Effect of environment on fatigue crack growth in ultrafine grain Al–Mg

• Published in: International journal of fatigue Vol. 31; no. 11; pp. 1678 - 1683
• Main Authors: Pao, P.S., Holtz, R.L., Jones, H.N., Feng, C.R.
• Format: Journal Article Conference Proceeding
• Language: English
• Published: Kidlington Elsevier Ltd 01.11.2009; Elsevier
• Subjects: Aluminum; Applied sciences; Environmental effect; Exact sciences and technology; Fatigue; Fatigue crack growth; Fatigue crack growth threshold; Mechanical properties and methods of testing. Rheology. Fracture mechanics. Tribology; Metals. Metallurgy; Microstructure; Ultrafine grained material; Fatigue crack growth; Environmental effect; Microstructure; Aluminum; Fatigue crack growth threshold; Ultrafine grained material; Aluminium base alloys; Mechanical properties; Fatigue; Fatigue crack; Crack propagation; Medium effect; Magnesium alloy; Fine grain structure; Fatigue threshold
• ISSN: 0142-1123; 1879-3452
• DOI: 10.1016/j.ijfatigue.2009.03.018

The fatigue crack growth rates, obtained in high vacuum and in ambient air, of ultrafine grain (UFG) Al–7.5Mg (grain size ∼ 250 nm) at various load ratios were compared to those of powder-metallurgy (P/M) Al–7Mg (grain size ∼ 2 μm) and ingot-metallurgy (I/M) Al–7Mg (grain size ∼ 100 μm). In both vacuum and ambient air, fatigue crack growth rates at all stress ratios decrease with increasing grain size.

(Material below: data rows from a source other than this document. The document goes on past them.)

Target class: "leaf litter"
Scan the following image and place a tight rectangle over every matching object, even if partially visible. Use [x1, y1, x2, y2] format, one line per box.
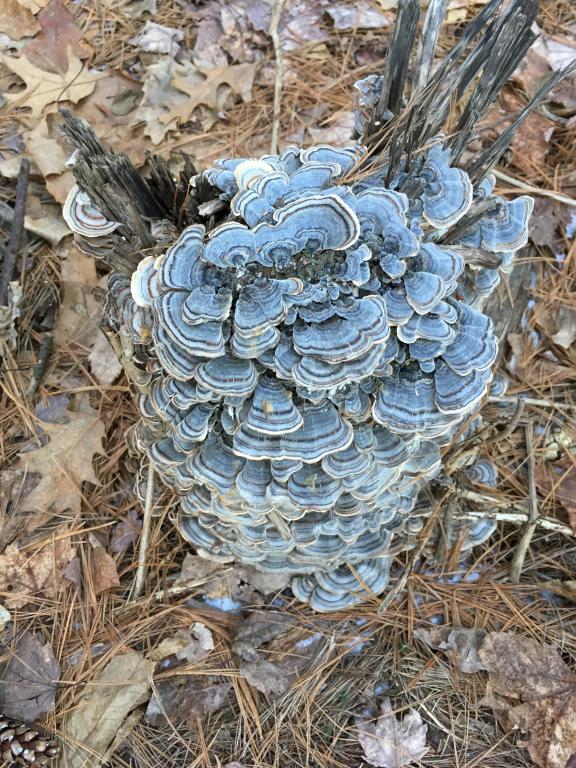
[0, 0, 576, 768]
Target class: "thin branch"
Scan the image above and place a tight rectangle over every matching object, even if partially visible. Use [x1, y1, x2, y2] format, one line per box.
[268, 0, 286, 155]
[455, 490, 576, 539]
[490, 168, 576, 208]
[0, 158, 30, 307]
[132, 463, 154, 600]
[510, 422, 538, 582]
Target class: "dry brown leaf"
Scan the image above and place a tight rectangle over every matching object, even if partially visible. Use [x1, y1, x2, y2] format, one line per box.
[0, 632, 60, 723]
[500, 91, 554, 176]
[414, 627, 486, 673]
[74, 70, 148, 159]
[92, 547, 120, 595]
[132, 56, 195, 144]
[17, 404, 106, 524]
[108, 509, 142, 555]
[480, 632, 576, 768]
[23, 0, 92, 74]
[150, 621, 214, 663]
[356, 699, 428, 768]
[0, 0, 41, 40]
[2, 51, 100, 118]
[88, 329, 122, 387]
[128, 19, 184, 56]
[18, 0, 48, 14]
[22, 115, 75, 203]
[146, 675, 232, 728]
[170, 64, 256, 122]
[63, 651, 154, 768]
[0, 537, 74, 608]
[54, 245, 102, 347]
[233, 611, 324, 696]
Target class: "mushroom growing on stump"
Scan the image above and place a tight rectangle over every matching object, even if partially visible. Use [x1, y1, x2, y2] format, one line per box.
[62, 0, 568, 611]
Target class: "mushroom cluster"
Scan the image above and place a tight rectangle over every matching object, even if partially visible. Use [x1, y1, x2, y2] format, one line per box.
[116, 136, 532, 611]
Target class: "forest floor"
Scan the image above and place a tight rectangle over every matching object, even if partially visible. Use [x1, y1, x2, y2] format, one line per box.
[0, 0, 576, 768]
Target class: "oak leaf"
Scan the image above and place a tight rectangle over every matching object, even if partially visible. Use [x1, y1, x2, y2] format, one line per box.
[2, 51, 100, 118]
[92, 547, 120, 595]
[63, 651, 154, 768]
[22, 0, 92, 74]
[0, 0, 40, 40]
[0, 537, 74, 608]
[18, 404, 106, 523]
[356, 699, 428, 768]
[0, 632, 60, 722]
[172, 64, 256, 121]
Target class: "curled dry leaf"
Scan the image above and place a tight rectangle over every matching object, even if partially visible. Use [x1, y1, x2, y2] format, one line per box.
[171, 64, 256, 122]
[18, 402, 106, 525]
[23, 0, 92, 73]
[0, 632, 60, 722]
[128, 20, 184, 56]
[2, 50, 100, 119]
[0, 537, 74, 608]
[91, 547, 120, 595]
[88, 329, 122, 387]
[480, 632, 576, 768]
[414, 627, 486, 672]
[146, 675, 232, 728]
[232, 611, 324, 696]
[356, 699, 428, 768]
[0, 0, 40, 40]
[62, 651, 154, 768]
[150, 621, 214, 663]
[108, 509, 142, 555]
[54, 246, 102, 347]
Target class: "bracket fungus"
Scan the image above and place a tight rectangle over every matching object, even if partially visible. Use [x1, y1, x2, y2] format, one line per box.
[57, 0, 552, 611]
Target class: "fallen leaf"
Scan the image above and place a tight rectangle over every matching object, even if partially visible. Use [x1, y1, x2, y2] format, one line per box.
[356, 699, 428, 768]
[308, 112, 355, 147]
[88, 329, 122, 387]
[62, 651, 154, 768]
[2, 51, 100, 118]
[91, 547, 120, 595]
[18, 0, 48, 14]
[414, 627, 486, 673]
[22, 115, 75, 203]
[146, 675, 232, 728]
[480, 632, 576, 768]
[0, 603, 12, 632]
[23, 0, 92, 74]
[528, 197, 564, 249]
[532, 29, 576, 70]
[108, 509, 142, 555]
[0, 632, 60, 723]
[17, 404, 106, 524]
[233, 611, 324, 696]
[132, 56, 195, 144]
[128, 21, 184, 56]
[539, 304, 576, 349]
[74, 70, 147, 164]
[534, 457, 576, 531]
[150, 621, 214, 663]
[0, 0, 41, 40]
[0, 537, 74, 608]
[169, 64, 256, 122]
[54, 245, 102, 347]
[327, 0, 392, 30]
[500, 90, 554, 175]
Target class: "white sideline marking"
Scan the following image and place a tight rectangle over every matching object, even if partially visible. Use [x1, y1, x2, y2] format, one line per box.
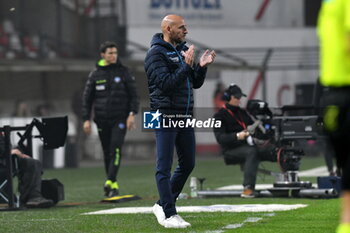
[216, 184, 273, 190]
[299, 166, 329, 177]
[82, 204, 307, 215]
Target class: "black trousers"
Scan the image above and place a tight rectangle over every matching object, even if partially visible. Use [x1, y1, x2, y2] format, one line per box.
[224, 145, 277, 189]
[18, 158, 42, 203]
[96, 119, 126, 182]
[324, 87, 350, 191]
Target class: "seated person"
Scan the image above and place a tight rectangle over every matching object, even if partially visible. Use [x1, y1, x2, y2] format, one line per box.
[0, 133, 54, 208]
[214, 84, 277, 197]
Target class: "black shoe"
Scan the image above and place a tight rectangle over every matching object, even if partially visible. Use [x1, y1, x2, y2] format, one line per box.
[25, 197, 54, 208]
[108, 189, 119, 197]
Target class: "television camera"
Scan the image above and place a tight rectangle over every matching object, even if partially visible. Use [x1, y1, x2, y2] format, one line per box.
[247, 100, 335, 196]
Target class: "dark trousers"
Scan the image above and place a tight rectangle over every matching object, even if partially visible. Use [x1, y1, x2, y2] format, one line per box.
[18, 158, 42, 203]
[96, 119, 126, 182]
[155, 128, 196, 218]
[324, 87, 350, 191]
[224, 145, 277, 189]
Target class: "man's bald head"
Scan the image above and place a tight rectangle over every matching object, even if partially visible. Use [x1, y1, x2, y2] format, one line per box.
[160, 15, 184, 33]
[161, 15, 187, 46]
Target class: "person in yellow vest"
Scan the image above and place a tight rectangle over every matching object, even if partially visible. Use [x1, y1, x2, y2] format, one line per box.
[317, 0, 350, 233]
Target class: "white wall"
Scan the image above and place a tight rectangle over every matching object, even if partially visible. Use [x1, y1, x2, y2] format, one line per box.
[127, 0, 304, 28]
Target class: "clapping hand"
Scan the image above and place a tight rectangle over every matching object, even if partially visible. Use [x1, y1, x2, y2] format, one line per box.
[199, 49, 216, 67]
[182, 45, 194, 67]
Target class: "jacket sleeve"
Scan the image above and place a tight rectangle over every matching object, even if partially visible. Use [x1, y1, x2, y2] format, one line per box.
[82, 72, 95, 121]
[214, 112, 238, 146]
[145, 49, 192, 92]
[193, 64, 208, 89]
[125, 69, 140, 114]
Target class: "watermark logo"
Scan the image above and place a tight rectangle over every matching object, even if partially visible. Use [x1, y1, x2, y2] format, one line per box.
[143, 110, 162, 129]
[143, 110, 221, 131]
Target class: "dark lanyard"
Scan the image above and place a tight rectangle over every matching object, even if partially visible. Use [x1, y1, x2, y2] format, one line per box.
[224, 106, 247, 129]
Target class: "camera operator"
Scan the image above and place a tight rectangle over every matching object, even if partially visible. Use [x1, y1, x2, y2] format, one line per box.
[214, 84, 276, 198]
[0, 133, 54, 208]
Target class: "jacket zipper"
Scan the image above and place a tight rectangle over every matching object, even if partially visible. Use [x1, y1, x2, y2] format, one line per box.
[173, 46, 191, 115]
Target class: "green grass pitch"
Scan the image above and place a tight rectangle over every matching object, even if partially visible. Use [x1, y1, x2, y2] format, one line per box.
[0, 157, 340, 233]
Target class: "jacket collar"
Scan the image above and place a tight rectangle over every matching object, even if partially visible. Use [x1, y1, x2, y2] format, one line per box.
[151, 33, 187, 51]
[96, 58, 122, 70]
[225, 103, 241, 112]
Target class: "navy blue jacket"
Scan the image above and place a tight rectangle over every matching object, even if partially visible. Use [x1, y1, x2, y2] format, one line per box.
[145, 33, 207, 114]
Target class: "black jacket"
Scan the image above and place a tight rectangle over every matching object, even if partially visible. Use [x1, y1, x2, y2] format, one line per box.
[214, 104, 254, 152]
[145, 33, 207, 114]
[82, 59, 139, 121]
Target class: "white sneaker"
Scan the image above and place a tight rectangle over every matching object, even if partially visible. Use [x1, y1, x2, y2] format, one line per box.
[162, 214, 191, 228]
[152, 203, 165, 225]
[176, 214, 191, 227]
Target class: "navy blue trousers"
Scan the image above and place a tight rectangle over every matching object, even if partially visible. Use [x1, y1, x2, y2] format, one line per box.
[155, 128, 196, 218]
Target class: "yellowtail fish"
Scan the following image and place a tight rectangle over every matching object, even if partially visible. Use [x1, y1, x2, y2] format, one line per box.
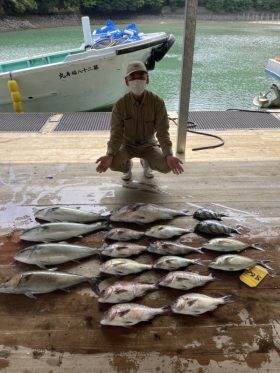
[100, 258, 153, 276]
[171, 293, 233, 316]
[34, 206, 110, 223]
[14, 242, 100, 269]
[100, 303, 170, 327]
[0, 270, 97, 298]
[20, 222, 108, 242]
[101, 242, 147, 258]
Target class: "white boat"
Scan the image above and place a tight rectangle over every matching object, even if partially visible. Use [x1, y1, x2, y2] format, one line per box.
[0, 17, 175, 112]
[265, 58, 280, 80]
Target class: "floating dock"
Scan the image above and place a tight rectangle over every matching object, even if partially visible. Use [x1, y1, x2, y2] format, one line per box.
[0, 111, 280, 373]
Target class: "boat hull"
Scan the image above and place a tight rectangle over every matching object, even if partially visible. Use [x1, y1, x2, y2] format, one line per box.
[0, 33, 172, 112]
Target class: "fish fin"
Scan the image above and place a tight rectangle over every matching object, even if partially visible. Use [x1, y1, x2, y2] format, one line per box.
[222, 295, 234, 304]
[119, 309, 130, 317]
[88, 278, 101, 297]
[47, 267, 58, 272]
[259, 260, 274, 271]
[24, 292, 37, 299]
[249, 244, 265, 251]
[161, 305, 172, 315]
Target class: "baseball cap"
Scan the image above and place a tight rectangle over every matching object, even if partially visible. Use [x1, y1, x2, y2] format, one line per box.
[126, 61, 148, 76]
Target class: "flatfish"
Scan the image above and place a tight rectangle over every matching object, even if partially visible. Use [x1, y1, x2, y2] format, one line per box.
[110, 203, 190, 224]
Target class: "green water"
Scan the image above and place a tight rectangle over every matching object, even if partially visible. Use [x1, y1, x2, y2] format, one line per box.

The fatigue crack growth threshold (Δ K th) follows the reverse order, increasing with increasing grain size. These trends are interpreted in terms of fracture surface roughness effects that are correlated with grain size. In vacuum, the thresholds of all three materials exhibit no load ratio dependency at load ratios from 0.1 to 0.5. In air, the threshold of UFG Al–7.5Mg exhibits weak load ratio dependency, while P/M and I/M Al–7Mg exhibit modest load ratio dependency. The environmental effect on the fatigue crack growth rates is assessed by determining the difference in crack growth driving force (Δ K) between air and vacuum. It was found that the environmental contribution to the driving force of all three materials is similar, nearly independent of grain size.